Tens of thousands of young people are becoming homeless in China because they have been blacklisted by the Social Credit System. And when you understand how this system works, you realize it's not an exaggeration; it's an engineering of exclusion. Being blacklisted doesn't mean losing a point. It means losing modern life. A person wakes up one day and discovers they can no longer open a bank account. They can't take out a loan. They can't use Alipay or WeChat Pay. They can't rent an apartment. They can't buy train, plane, or bus tickets. They can't even check into a hotel. In a country where everything is digital, being blocked means being erased. These young people aren't living on the streets because they "didn't work." They're on the streets because the digital system has blocked everything. They can't pay, they can't rent, they can't exist. And without digital transactions, there is no formal work, no income, no life. The logic is simple and brutal. If the algorithm defines you as "unreliable," the entire society automatically closes the door. It's not a police officer removing you from the train. It's the app itself saying "access denied." These young people disappeared not because they committed a crime, but because the State decided they were a risk. And, in a regime obsessed with control, that's enough. The most frightening thing is the silence. There are no protests, no press, no NGOs. They simply vanish from everyday life as if they never existed, pushed under bridges while the rest of the country pretends everything is normal. This is the part no one likes to discuss: a system that controls everything can also exclude you from everything. And when that happens, you don't become a second-class citizen. You become a ghost. That's what's happening in China today. And the world applauds as if it were modernity.

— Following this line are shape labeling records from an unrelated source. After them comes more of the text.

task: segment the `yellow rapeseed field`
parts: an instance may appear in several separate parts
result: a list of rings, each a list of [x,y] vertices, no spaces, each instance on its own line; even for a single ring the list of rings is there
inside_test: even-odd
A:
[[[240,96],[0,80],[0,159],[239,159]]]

Everything indicates that the unanticipated synesthetic effects of the punishment imposed by the system—which, before the capitalization of sectors of the Chinese economy under Deng Xiaoping, hunting rats with dogs in the industrial hubs of the special export processing zones and free trade zones that boosted the economy and society of 600 million Chinese—are now no longer in charge of those who have deviated from and overflowed the behavioral model demanded by the Communist Party in its mitigated, 50/50 state-private capitalism. The socialist re-education camps no longer exist; now they appeal to contempt and alienation. One doesn't need to be a clairvoyant to realize that humanity has already survived many catastrophes, climatic and economic cataclysms, wars, and pandemics, and will soon find an unanticipated way out of the synesthetic effects of this anomaly. A new form of parallel economy will soon emerge to threaten the provisionally balanced and centrally controlled system intended by the Chinese Communist Party.